Andresen MA, Curman AS, Linning SJ. J. Quant. Criminol. 2017; 33(3): 427-449.

Copyright

(Copyright © 2017, Holtzbrinck Springer Nature Publishing Group)

DOI

10.1007/s10940-016-9301-1

PMID

unavailable

Abstract

OBJECTIVES Investigate the spatial concentrations and the stability of trajectories for disaggregated crime types on street segments and intersections in Vancouver, Canada.

METHODS A longitudinal analysis of 16 years of crime data using street segments and intersections as the units of analysis. We use the k-means non-parametric cluster analysis technique considering eight crime types: assault, burglary, robbery, theft, theft of vehicle, theft from vehicle, other, and total crime.

RESULTS The overall results for the individual crime types versus overall crime are similar: crime is highly concentrated regardless of crime type, most street segment and intersection trajectories are stable over time with the others decreasing, and most decreasing trajectories are in the same general areas.
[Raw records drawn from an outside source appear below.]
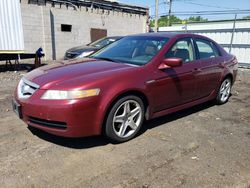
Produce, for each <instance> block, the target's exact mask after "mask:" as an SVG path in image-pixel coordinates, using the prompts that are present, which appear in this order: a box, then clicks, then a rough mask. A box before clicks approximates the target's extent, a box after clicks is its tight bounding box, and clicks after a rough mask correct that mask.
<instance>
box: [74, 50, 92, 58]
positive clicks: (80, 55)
mask: <svg viewBox="0 0 250 188" xmlns="http://www.w3.org/2000/svg"><path fill="white" fill-rule="evenodd" d="M93 52H94V51H88V52H83V53H81V54H80V55H79V56H77V57H76V58H82V57H87V56H89V55H90V54H92V53H93Z"/></svg>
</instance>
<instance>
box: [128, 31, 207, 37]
mask: <svg viewBox="0 0 250 188" xmlns="http://www.w3.org/2000/svg"><path fill="white" fill-rule="evenodd" d="M130 36H152V37H166V38H179V37H199V38H200V37H202V38H207V37H204V36H201V35H197V34H192V33H176V32H157V33H154V32H152V33H142V34H135V35H130Z"/></svg>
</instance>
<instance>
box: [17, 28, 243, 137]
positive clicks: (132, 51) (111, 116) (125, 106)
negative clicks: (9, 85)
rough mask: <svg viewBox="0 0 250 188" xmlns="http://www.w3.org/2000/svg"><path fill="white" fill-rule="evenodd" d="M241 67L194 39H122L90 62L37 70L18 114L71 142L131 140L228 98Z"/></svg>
mask: <svg viewBox="0 0 250 188" xmlns="http://www.w3.org/2000/svg"><path fill="white" fill-rule="evenodd" d="M237 64H238V63H237V60H236V58H235V56H233V55H230V54H228V53H227V52H226V51H225V50H224V49H223V48H222V47H220V46H219V45H218V44H217V43H216V42H214V41H212V40H211V39H208V38H206V37H203V36H199V35H193V34H173V33H172V34H169V33H150V34H139V35H132V36H128V37H124V38H123V39H121V40H119V41H117V42H115V43H113V44H111V45H110V46H108V47H106V48H104V49H102V50H101V51H99V52H97V53H95V54H94V55H92V56H91V58H88V59H78V60H72V61H62V62H59V63H57V64H52V65H48V66H44V67H41V68H39V69H35V70H33V71H32V72H30V73H28V74H27V75H25V76H24V77H23V78H22V79H21V81H20V82H19V84H18V86H17V89H16V91H15V94H14V99H13V108H14V111H15V112H16V113H17V114H18V115H19V117H20V118H21V119H22V120H23V121H24V122H26V123H27V124H28V125H29V126H32V127H36V128H38V129H41V130H43V131H46V132H49V133H51V134H55V135H60V136H65V137H82V136H90V135H99V134H104V135H106V136H107V137H108V138H110V139H111V140H113V141H116V142H124V141H127V140H129V139H131V138H133V137H134V136H135V135H136V134H137V132H138V131H139V130H140V128H141V126H142V124H143V121H144V119H146V120H149V119H152V118H156V117H159V116H163V115H166V114H169V113H172V112H175V111H178V110H181V109H184V108H188V107H191V106H194V105H197V104H200V103H203V102H205V101H209V100H215V101H216V102H217V103H218V104H223V103H225V102H227V101H228V99H229V97H230V91H231V87H232V85H233V83H234V81H235V77H236V74H237Z"/></svg>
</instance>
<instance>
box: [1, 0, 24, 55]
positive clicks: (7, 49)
mask: <svg viewBox="0 0 250 188" xmlns="http://www.w3.org/2000/svg"><path fill="white" fill-rule="evenodd" d="M23 50H24V42H23V28H22V20H21V9H20V3H19V1H18V0H0V53H17V52H22V51H23Z"/></svg>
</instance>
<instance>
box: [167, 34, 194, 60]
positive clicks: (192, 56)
mask: <svg viewBox="0 0 250 188" xmlns="http://www.w3.org/2000/svg"><path fill="white" fill-rule="evenodd" d="M165 58H181V59H182V61H183V63H184V64H185V63H188V62H190V61H193V60H194V53H193V47H192V42H191V40H190V39H181V40H178V41H177V42H176V43H175V44H174V45H173V46H172V47H171V49H170V50H169V51H168V52H167V53H166V54H165Z"/></svg>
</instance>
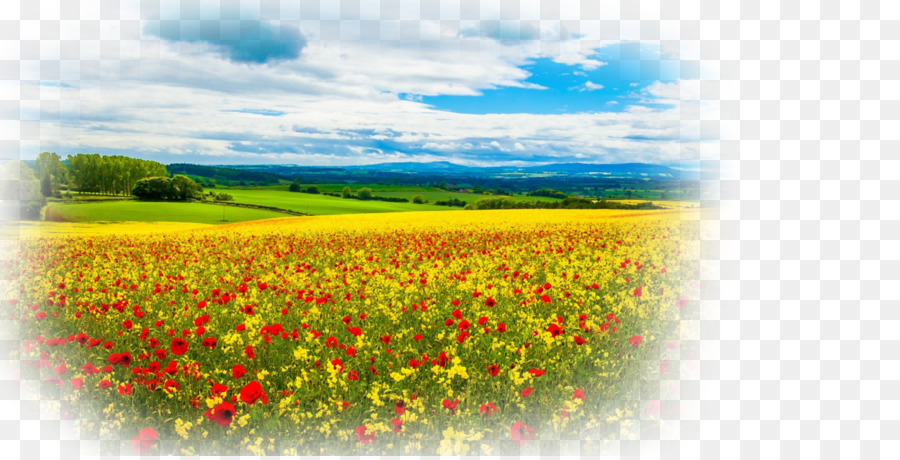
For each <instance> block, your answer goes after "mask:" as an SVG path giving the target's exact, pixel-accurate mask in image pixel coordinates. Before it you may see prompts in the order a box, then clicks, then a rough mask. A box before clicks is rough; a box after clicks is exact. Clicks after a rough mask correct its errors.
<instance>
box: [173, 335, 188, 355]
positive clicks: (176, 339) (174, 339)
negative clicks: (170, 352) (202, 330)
mask: <svg viewBox="0 0 900 460" xmlns="http://www.w3.org/2000/svg"><path fill="white" fill-rule="evenodd" d="M170 349H171V350H172V354H173V355H177V356H181V355H183V354H185V353H186V352H187V341H186V340H184V339H180V338H177V337H176V338H174V339H172V346H171V347H170Z"/></svg>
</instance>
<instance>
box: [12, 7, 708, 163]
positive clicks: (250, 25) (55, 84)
mask: <svg viewBox="0 0 900 460" xmlns="http://www.w3.org/2000/svg"><path fill="white" fill-rule="evenodd" d="M69 4H70V5H71V2H69ZM618 4H619V2H618V0H615V1H614V2H606V1H605V0H601V1H597V2H579V1H574V2H569V1H562V2H557V3H554V5H549V4H548V3H547V2H544V3H543V4H542V3H541V2H540V1H536V2H532V1H521V2H520V1H514V2H512V1H509V0H481V1H475V2H473V1H470V0H457V1H444V0H416V1H406V0H396V1H392V2H386V1H381V2H371V1H366V0H341V1H325V0H322V1H321V2H320V1H318V0H316V1H305V0H300V1H290V2H288V1H277V0H273V1H268V0H260V1H244V0H221V1H214V2H213V1H206V0H199V1H198V0H192V1H177V0H172V1H170V0H150V1H148V0H143V1H138V0H134V1H128V0H126V1H123V2H120V3H119V6H118V8H119V10H118V11H116V10H115V9H113V10H109V8H107V7H109V6H110V5H114V3H110V2H106V3H104V4H103V5H104V8H103V9H101V8H100V6H101V5H100V2H99V0H97V1H94V0H83V1H82V2H80V4H79V6H76V7H75V8H80V10H79V11H77V12H74V13H76V14H77V15H78V17H80V18H81V21H80V23H79V22H78V21H60V24H61V25H60V28H59V40H58V41H48V43H47V44H44V42H43V41H42V42H41V46H40V48H39V49H33V50H30V51H29V50H25V51H22V53H24V54H28V53H31V54H33V55H34V56H27V55H24V54H23V55H22V56H20V58H21V59H23V60H27V62H26V61H23V62H25V65H23V66H22V68H21V69H20V72H21V74H22V75H24V76H25V78H24V81H22V82H17V83H18V84H20V85H22V88H21V91H23V92H28V93H29V94H37V95H39V97H36V98H23V99H22V100H21V101H20V107H19V117H18V118H19V119H20V120H22V122H23V123H26V124H29V125H30V126H36V127H37V128H38V129H37V131H38V132H39V133H40V135H39V138H38V139H32V140H26V141H24V142H22V147H21V150H22V151H21V152H20V156H21V157H22V158H23V159H28V158H33V157H34V156H36V155H37V153H39V152H40V151H54V152H56V153H58V154H60V155H61V156H63V157H65V156H66V155H69V154H74V153H79V152H80V153H93V152H96V153H101V154H123V155H129V156H135V157H140V158H147V159H154V160H157V161H160V162H163V163H174V162H188V163H200V164H300V165H351V164H372V163H383V162H397V161H402V162H423V161H452V162H455V163H459V164H466V165H483V166H487V165H529V164H541V163H560V162H589V163H624V162H645V163H658V164H667V165H675V166H678V165H693V164H696V163H698V162H700V161H701V160H712V159H715V158H716V157H717V155H718V152H716V151H715V146H716V143H715V142H714V139H715V137H716V133H715V132H714V129H711V128H710V127H712V126H715V120H716V119H717V116H716V115H715V107H714V106H712V105H710V103H709V102H706V101H704V100H702V99H701V97H700V94H701V91H700V90H701V88H702V81H703V80H704V79H706V80H709V79H710V78H713V77H714V76H712V75H710V72H709V71H708V70H707V69H705V68H704V67H703V66H702V65H701V64H700V63H699V61H698V60H697V56H696V55H697V54H698V53H697V51H696V50H692V49H691V48H690V46H688V45H683V44H682V43H681V42H679V41H678V40H662V41H661V40H656V41H655V42H653V41H641V40H639V38H641V37H640V33H637V32H635V31H634V30H631V29H633V28H628V27H627V25H622V24H620V23H619V22H617V21H604V20H603V18H604V17H609V18H617V17H619V16H620V14H619V12H618ZM53 5H54V4H53V2H41V8H42V11H41V13H42V16H43V14H44V13H45V11H43V9H50V10H51V11H49V13H50V14H51V15H52V14H53V13H56V14H58V15H60V16H66V15H67V14H72V13H73V12H72V11H65V10H67V9H71V8H72V7H71V6H67V5H66V2H61V3H59V4H56V7H57V8H59V9H60V11H56V12H54V11H52V8H53V7H54V6H53ZM548 5H549V6H548ZM93 17H96V18H97V20H91V18H93ZM73 22H74V24H71V23H73ZM65 23H70V24H65ZM26 32H27V31H26ZM23 35H27V34H23ZM660 35H663V36H668V37H671V36H672V32H670V31H665V30H663V31H661V32H660ZM674 38H677V37H674ZM23 49H24V48H23ZM29 58H30V59H29ZM29 63H30V64H29ZM35 63H37V64H36V65H35ZM10 84H12V83H10V82H3V83H0V90H3V85H10ZM3 91H8V88H7V89H6V90H3ZM0 110H7V108H6V106H3V107H0Z"/></svg>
However, there are notable differences across crime types that need to be considered when attempting to understand spatial pattern changes and implement crime prevention initiatives.

CONCLUSIONS The law of crime concentration at places holds in Vancouver, Canada for disaggregated crime types in the context of spatial concentrations and their stability over time. However, notable differences exist across crime types that should be accounted for when developing theory or policy.